PT: You don't have to commit to one topic, do you?

KAPLAN: No. But there is one place where your intellectual heart is, and that is where your big success happens. Everything else on the fringe is something nice to read about and to stay educated about.

The thing I choose, that will be the thing I dream about at night. It will envelop my everyday life, so it has to be something interesting enough to do that.

PT: On a related topic, you mentioned that getting back to research is scary. Can you elaborate?

KAPLAN: When you become a physicist, there is a lot of peer pressure to do physics all the time. The start of every conversation with a physicist is, "What are you working on? Come on, let's try to figure this out." And by writing a book, or making a movie, you are bucking that. So I did the filmmaking reluctantly.

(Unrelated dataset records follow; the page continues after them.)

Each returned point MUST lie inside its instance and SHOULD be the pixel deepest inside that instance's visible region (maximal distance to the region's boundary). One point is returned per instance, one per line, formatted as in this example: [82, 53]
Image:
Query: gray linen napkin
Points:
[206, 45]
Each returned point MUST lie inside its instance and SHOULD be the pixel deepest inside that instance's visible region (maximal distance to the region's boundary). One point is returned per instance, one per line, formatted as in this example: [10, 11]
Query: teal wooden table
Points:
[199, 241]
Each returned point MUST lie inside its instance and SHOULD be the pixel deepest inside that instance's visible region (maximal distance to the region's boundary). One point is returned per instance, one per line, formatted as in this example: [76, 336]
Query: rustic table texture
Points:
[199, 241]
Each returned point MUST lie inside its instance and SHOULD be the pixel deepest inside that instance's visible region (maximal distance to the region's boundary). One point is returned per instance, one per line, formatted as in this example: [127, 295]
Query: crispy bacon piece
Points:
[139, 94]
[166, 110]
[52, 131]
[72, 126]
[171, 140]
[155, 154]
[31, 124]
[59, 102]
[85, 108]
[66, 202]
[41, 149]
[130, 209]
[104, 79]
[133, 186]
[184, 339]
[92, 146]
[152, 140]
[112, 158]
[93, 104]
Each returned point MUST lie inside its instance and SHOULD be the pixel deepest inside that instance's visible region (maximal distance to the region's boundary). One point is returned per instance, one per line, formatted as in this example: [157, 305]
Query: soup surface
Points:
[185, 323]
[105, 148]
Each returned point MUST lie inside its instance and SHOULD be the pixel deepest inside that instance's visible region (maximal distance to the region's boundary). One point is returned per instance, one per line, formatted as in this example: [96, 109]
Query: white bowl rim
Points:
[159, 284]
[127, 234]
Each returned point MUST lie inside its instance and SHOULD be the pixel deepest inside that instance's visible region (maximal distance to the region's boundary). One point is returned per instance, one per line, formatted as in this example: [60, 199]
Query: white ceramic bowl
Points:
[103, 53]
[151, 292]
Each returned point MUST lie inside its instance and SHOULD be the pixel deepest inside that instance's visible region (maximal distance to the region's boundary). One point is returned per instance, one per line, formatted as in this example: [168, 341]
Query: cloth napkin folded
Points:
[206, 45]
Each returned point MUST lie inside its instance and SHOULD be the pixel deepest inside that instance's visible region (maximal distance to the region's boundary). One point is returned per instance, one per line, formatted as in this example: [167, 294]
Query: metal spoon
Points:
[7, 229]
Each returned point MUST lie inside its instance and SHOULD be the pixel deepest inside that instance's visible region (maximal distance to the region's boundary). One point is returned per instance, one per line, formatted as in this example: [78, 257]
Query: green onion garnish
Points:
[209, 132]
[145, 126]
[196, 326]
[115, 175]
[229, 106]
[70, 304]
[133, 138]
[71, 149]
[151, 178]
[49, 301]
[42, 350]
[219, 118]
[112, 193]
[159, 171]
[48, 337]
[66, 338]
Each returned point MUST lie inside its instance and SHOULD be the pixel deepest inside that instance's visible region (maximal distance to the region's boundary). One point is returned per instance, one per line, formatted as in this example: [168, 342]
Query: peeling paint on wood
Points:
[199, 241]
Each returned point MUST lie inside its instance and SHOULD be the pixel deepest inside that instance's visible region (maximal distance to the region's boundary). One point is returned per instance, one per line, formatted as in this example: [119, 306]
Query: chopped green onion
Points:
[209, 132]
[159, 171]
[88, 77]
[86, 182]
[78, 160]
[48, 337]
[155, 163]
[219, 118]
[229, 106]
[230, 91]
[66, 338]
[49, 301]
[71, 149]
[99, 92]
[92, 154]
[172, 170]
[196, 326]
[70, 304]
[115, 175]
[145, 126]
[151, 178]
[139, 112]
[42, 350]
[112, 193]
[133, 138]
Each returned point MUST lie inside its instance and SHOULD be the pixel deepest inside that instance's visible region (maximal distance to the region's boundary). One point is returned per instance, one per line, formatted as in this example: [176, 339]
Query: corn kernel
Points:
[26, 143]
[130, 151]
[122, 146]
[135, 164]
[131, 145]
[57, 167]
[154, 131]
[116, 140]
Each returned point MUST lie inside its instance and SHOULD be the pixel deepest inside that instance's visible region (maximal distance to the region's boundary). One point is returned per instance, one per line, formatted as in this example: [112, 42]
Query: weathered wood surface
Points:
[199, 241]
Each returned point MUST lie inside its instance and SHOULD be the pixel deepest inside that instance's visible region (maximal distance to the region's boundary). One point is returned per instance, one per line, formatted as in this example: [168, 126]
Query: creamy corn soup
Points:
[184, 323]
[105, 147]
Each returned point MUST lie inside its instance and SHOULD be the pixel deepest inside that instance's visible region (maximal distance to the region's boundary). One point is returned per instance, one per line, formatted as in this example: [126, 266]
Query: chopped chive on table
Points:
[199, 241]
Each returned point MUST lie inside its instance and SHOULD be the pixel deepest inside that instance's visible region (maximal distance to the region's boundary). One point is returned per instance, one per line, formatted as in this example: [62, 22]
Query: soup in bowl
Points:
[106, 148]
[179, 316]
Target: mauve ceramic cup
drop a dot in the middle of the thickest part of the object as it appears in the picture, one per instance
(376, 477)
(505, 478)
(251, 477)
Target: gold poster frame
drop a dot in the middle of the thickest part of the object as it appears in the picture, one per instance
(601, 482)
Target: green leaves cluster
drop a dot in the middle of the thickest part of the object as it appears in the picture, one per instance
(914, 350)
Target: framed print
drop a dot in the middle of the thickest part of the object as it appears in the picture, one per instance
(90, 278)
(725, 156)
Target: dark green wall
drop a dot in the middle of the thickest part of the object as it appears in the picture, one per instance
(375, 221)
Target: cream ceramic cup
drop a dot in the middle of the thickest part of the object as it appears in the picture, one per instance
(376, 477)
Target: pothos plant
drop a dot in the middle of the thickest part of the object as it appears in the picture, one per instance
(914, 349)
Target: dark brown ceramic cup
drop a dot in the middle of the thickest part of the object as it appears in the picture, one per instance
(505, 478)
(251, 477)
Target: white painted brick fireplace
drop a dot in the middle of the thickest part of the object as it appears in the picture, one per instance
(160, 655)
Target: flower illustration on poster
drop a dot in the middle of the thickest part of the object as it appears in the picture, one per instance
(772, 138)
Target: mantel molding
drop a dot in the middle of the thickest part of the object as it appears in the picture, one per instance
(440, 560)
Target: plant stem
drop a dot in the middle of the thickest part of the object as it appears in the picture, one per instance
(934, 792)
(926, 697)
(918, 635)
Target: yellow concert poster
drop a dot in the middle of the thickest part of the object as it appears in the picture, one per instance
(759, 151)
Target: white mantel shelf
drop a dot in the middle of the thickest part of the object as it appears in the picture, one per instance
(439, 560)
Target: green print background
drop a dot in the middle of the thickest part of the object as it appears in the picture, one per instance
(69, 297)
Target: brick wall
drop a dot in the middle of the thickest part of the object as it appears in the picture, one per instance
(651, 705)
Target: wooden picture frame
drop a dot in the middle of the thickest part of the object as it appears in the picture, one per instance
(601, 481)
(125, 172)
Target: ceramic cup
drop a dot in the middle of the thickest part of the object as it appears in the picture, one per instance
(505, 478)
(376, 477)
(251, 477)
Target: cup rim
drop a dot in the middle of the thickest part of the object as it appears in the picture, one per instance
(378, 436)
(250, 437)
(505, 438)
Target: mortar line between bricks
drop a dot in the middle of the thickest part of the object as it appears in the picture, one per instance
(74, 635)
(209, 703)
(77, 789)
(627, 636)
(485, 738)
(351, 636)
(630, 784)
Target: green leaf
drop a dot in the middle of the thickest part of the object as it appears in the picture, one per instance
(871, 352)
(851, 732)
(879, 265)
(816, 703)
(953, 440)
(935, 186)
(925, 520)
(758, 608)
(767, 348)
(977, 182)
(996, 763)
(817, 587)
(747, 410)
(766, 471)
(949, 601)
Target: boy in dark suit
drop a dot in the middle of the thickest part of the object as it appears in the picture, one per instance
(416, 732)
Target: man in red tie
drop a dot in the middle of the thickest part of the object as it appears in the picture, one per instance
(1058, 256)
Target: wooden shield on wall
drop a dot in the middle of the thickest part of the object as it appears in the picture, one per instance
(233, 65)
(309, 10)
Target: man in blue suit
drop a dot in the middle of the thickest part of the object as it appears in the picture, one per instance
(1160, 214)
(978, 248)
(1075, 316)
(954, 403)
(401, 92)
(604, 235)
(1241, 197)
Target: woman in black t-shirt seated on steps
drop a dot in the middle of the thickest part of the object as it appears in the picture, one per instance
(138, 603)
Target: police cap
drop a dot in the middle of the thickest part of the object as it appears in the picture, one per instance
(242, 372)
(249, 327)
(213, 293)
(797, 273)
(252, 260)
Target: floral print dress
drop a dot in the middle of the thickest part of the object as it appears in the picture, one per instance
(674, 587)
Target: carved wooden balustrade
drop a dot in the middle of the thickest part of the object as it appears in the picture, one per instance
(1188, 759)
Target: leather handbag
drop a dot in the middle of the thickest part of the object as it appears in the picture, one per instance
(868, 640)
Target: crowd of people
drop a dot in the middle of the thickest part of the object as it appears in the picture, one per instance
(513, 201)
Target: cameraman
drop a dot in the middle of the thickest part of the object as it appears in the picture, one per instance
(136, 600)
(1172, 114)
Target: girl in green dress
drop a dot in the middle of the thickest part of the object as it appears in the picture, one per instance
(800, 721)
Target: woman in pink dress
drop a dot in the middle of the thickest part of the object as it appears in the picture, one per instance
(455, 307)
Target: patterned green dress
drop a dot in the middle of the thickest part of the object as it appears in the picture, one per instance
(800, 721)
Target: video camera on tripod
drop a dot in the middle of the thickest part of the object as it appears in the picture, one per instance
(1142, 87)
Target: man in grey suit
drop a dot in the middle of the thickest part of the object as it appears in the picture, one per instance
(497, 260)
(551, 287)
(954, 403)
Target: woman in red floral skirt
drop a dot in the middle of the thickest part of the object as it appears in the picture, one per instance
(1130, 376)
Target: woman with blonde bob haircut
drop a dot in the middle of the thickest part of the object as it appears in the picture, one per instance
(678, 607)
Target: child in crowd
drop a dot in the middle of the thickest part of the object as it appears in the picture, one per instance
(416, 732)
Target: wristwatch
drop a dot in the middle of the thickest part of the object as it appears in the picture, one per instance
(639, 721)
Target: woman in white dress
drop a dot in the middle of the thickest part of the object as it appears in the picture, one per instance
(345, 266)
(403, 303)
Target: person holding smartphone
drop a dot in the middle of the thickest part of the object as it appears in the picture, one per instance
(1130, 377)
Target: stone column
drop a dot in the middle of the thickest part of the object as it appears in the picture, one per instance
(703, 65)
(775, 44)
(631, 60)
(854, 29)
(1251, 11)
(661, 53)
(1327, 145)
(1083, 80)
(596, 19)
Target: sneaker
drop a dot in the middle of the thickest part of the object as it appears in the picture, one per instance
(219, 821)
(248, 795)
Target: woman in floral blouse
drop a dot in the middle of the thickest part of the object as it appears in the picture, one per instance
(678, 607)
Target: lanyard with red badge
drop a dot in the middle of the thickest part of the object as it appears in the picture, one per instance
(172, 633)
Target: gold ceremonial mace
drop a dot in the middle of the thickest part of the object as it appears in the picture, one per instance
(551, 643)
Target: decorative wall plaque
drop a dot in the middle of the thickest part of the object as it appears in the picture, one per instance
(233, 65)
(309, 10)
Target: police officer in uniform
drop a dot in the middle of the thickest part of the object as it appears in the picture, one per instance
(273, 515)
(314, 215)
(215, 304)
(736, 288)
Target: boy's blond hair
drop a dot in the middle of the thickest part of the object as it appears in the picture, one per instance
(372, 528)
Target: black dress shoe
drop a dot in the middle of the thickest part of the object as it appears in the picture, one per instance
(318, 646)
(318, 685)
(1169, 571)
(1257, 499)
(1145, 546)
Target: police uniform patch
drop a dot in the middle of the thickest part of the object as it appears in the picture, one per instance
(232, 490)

And now I have to jump back in and get back up to speed. Being a graduate student is hard, you really feel like an idiot all the time. You are trying to drive yourself to understand these things, and keep feeling like you are hitting a wall. I'll have to remind myself constantly, yes, yes, that's how it's supposed to feel. So what's scary is, I am now an older person, am I going to be able to push myself hard enough to get all the way back in to operate at that level?